De mens op aarde wordt zich steeds meer bewust van de noodzaak om al het potentieel dat hij in zich draagt ​​te gaan gebruiken. Als alles en iedereen met elkaar verbonden is, net als de kwantumfysica vooruitgaat, moeten we serieus de mogelijkheid overwegen dat mensen als individuele onderwerpen de eerste en laatste zijn verantwoordelijk voor de realiteit die ze creëren en dagelijks leven, zowel in de huidige als voor toekomstige generaties, en dat het feit van een wereldwijde transformatie van de mensheid onvermijdelijk de verandering van het ene individu ondergaat van een ander En nog een en nog een, dus tot we een elfde onderwerp bereiken, stel dat het nummer honderd was, en dat bij het veranderen van die honderdste mens, het zou een explosie van kennis genereren die automatisch zou worden overgedragen aan de rest van de congeneren van de planeet, waardoor grote stromingen van planetaire veranderingen zouden ontstaan ​​die als samentrekking van een geboorte zouden leiden tot geboorte een nieuw tijdperk van menselijke wezens, een nieuwe mensheid. Dat nieuwe tijdperk, waarvan we hopen dat het zo lang zal uitkomen, zou eerder in elk van ons moeten worden geboren en dan uitbreiden. Laten we ons bewust zijn van wat het betekent om samen te werken met die stille kritische massa die miljoenen mensen over de hele planeet vormen. Miljoenen wezens die in een andere wereld willen leven, maar die geloven dat ze niet verbonden zijn wanneer het onderzoek het tegenovergestelde aangeeft. Laten we profiteren van de rivier van kennis en informatieoverdracht die nieuwe technologieën (internet, mobiel, ) impliceren, om verbinding te maken met die ideeën, gevoelens en attitudes die ze spreken van eenheid tussen mensen, van begrip, van acceptatie, van vrede, van communicatie, van het leven met die waarden die onze samenleving op de achtergrond lijkt te hebben achtergelaten, en uiteindelijk, om ons het nieuwe op te laten zuigen en deel uit te maken van een transmissieketen die het mondiale machtigt. Laten we integreren en bijwerken met de informatie die we nu hebben, dat het geheel groter is dan de som van de delen.

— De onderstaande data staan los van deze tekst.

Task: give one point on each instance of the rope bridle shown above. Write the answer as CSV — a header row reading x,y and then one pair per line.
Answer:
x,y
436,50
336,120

Onze planeet en zijn toekomst, is de verantwoordelijkheid van ieder van ons, van niemand anders. Laten we proberen niet te activeren wat ons scheidt, wat ons scheidt. Laten we het bekende verlaten en ons openstellen voor het nieuwe om te weten, onze zoete aardappel vol zand nemen, er iets nieuws mee doen - zoals Japanse apen - en we zullen de woorden implicatie, inzet en menselijkheid begrijpen hoofdvertegenwoordiger, de mens en de tool die in staat is om de toekomst op elk moment te veranderen: vrije wil, begeleid door geest en hart en werkend met die subtiele niveaus die onderzoekers ons vertellen s geavanceerd.

Laten we proberen ons wat meer bewust te worden van ons potentieel als groep om de planeet te veranderen, maar durf je eerst de honderdste mens te zijn? ... ik wel.